What makes P.I.P.E. special is, that players control their ships using a Microsoft Kinect and the Game is displayed on a back-projection Wall in stereoscopic 3D.

The binaries of the game can be downloaded here.

General

The game was created by a team of 6 people.

We used MOGRE as 3D engine for this game, which is a C# Wrapper for the popular OGRE engine. Consequently all programming was done in C#. Assets were mostly build using 3ds Max and Maya, with textures being taken from CGTextures. We developed a custom object hierarchy, basic GUI management, custom animation and collision detection systems. The mid-air hand gestures for controlling the ships are recognized with the help of the Microsoft Kinect and custom gesture recognition framework.

Details and Contribution

As a starting point, I implemented the overall scene node system, so that we could create complex, nested object hierarchies for player ships, tunnel segments, obstacles and so on.
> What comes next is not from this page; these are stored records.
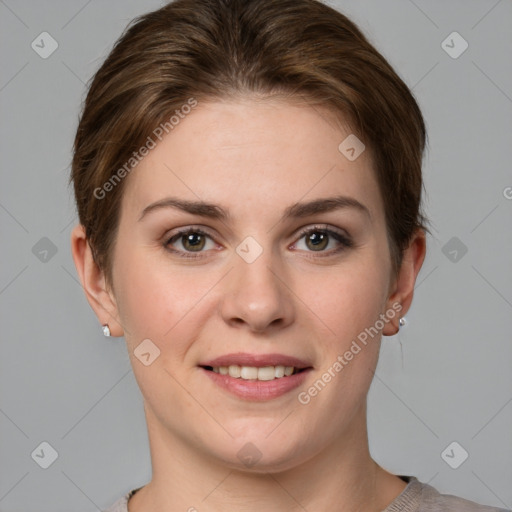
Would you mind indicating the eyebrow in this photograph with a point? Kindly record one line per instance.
(297, 210)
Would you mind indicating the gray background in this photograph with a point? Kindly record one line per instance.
(446, 377)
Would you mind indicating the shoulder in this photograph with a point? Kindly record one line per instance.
(121, 505)
(420, 497)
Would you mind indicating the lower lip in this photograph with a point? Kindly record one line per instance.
(258, 390)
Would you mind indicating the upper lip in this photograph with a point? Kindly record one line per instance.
(257, 360)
To speed up loading times, I implemented a binary serialization system for asses and their corresponding config files. The basic system for power ups and level asses was also designed by me and specific power ups and effects were created by the team as needed.
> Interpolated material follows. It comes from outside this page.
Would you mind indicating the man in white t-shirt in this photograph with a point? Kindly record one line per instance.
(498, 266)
To enable moving obstacles I also ended up designing and implementing a simple animation system. An animation is defined by a set of keyframes with time intervals and the position and orientation of the object, between which is than interpolated. The effort proved to be worth it, as the result made the game much more dynamic.
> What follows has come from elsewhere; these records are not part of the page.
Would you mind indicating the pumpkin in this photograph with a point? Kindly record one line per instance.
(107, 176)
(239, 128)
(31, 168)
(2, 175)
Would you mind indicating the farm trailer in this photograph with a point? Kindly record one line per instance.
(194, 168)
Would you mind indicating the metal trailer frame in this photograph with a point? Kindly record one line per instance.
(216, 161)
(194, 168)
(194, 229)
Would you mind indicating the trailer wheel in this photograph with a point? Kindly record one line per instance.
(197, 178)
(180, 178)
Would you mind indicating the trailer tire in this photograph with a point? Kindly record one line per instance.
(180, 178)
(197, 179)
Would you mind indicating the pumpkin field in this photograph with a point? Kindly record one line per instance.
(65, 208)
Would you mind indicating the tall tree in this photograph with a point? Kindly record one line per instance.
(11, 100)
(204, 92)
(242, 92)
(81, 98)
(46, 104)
Designing the level generation system for the randomized mazes turned out to be more complicated that originally anticipated, because the maze kept intersecting with itself when appending random curves. I finally solved this calculating how much the maze is already curved and tweaking the random generation of new tiles to add curves to the opposite directen when it got to extreme. I even implemented randomly calculated transition between different tile-sets to simulate progress in the game by having the maze be composed out of different art styles

Furthermore, I also developed a collision detection system so that we would know when players collide with objects. Originally planned as a much more sophisticated system. But as we were running out of time at the end of the project, it ended up using simple sphere-sphere collision tests with objects who needed them simply having more collision spheres instead of a more complex shape.

Due to having some experience in 3D modeling with 3ds Max, I also created a fair share of the 3D assets we used in the game. This includes the player ships (without texturing) and roughly half of the level assets. Even though a professional 3D artist would probably laugh about the quality of the models, I nevertheless learned quite a lot in the process.